Reactionary gap: A new look at an old concept

Could arms-length positioning be safer than the traditionally-accepted six-to eight-foot reactionary gap that’s been used in police training for decades?

Whether you make a consensual contact, conduct a traffic stop, or respond to a call for service, you will most likely end up talking to someone face to face. To conduct this interview, you learned a basic principle in the academy called the reactionary gap.

Just so we are on the same page, the reactionary gap is the distance between you and an “unarmed” — or not visibly armed — subject during the interview process. Most defensive tactics systems teach that you should be between six and eight feet from the subject with your hands up in a good bladed stance. The purpose of the gap is to allow you the time to react if the subject becomes violent and attacks. This appears to make sense on the surface. 

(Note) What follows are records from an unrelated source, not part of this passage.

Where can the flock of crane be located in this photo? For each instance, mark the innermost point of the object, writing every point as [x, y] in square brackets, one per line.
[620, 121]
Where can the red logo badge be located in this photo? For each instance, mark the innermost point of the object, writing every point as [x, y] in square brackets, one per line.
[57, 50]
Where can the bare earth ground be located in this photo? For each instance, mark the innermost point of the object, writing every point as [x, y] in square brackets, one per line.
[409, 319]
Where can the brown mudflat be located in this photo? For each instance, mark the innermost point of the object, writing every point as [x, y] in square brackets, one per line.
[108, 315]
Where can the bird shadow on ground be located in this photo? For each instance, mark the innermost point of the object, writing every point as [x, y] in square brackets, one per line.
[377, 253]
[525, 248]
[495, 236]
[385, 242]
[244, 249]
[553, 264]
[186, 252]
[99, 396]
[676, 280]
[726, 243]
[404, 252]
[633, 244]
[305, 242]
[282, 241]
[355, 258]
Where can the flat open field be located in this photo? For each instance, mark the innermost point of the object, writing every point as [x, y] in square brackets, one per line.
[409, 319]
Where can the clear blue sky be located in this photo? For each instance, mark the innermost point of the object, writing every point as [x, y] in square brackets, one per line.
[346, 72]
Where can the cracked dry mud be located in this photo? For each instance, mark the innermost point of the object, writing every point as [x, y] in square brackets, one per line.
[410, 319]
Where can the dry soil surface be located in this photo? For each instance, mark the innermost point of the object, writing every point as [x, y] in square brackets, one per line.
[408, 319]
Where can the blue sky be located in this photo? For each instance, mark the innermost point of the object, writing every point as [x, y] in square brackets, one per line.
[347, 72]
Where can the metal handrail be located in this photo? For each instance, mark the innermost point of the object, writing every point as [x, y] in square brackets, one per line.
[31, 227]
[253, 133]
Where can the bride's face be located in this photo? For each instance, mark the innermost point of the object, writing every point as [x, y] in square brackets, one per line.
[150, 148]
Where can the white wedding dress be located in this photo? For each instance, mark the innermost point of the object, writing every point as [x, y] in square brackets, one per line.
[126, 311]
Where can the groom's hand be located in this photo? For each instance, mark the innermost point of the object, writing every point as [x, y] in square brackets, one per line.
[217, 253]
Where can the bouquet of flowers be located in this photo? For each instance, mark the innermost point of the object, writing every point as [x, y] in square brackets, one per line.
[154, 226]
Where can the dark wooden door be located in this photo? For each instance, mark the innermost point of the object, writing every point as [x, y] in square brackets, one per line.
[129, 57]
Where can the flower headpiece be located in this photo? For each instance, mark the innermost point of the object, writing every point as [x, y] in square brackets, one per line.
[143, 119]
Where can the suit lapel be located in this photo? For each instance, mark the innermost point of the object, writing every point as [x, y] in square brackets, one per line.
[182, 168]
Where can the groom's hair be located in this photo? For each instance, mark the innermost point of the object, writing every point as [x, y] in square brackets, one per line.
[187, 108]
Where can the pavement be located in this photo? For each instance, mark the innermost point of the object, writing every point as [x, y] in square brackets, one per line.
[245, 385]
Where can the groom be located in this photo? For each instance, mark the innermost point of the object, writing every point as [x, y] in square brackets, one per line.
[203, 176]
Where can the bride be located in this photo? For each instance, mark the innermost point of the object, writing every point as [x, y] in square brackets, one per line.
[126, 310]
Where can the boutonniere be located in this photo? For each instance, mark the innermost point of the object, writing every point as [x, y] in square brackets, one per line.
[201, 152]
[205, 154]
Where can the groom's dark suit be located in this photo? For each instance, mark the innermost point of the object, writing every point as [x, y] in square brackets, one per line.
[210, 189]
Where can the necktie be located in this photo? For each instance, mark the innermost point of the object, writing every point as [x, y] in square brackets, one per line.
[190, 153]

An Unfortunate Contradiction
Most defensive tactics instructors teach basically the same concepts for the reactionary gap. The officer should have their hands up in at least a ready position or even a higher defensive position if they’re not writing. This is to protect against an attack. The instructors also tell students to maintain their reactionary gap so they can respond when attacked.

The question: Why do we need the distance to react to an attack if our hands are up and we are being aware? The answer: officers do not keep their hands up as instructed. You can watch any number of YouTube videos of police officer fights, and many of them start with the officer having their hands down, then getting hit.